VerbDescriptionExample
setReplace the current value{ "labels": [{ "set": ["label1"] }] }
addAdd to current values{ "comment": [{ "add": { "body": "text" } }] }
removeRemove specific values{ "labels": [{ "remove": "old-label" }] }

Debugging

To view error details, locate the workflow in Rootly, then select … → View Runs → View.
ErrorCauseFix
issue_id cannot be null.The Jira issue you’re trying to update doesn’t exist yetEnsure the Create action runs before the Update action
"customfield_12345": "Custom Field is required."A required Jira custom field isn’t being populatedAdd a mapping for the field, or make it optional in Jira
unexpected token at '{ "customfield_10032": }'Custom mapping syntax is invalidFix your JSON syntax
Specify a valid project ID or keyThe selected Project Key isn’t available in the Jira instanceReselect the Jira instance, then reselect the Project Key
The issue type selected is invalid.The selected issue type doesn’t exist in the projectReselect the Project Key, then reselect the Issue Type

Best Practices

  • Name workflows clearly.
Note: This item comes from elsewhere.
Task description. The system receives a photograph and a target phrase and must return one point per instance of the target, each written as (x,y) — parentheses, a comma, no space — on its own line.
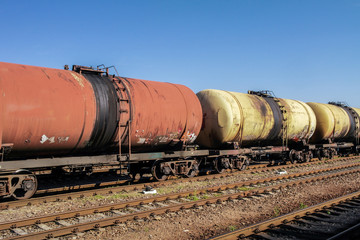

Use names like Create Bug on High-Priority Incident or Update Jira Issue on Resolution so the intent is obvious.
  • Keep logic simple. Avoid overly complex conditions or chained automations — simpler workflows are easier to debug.
  • Test in a sandbox project. Before applying to production, trigger test incidents to verify issues are created and updated as expected.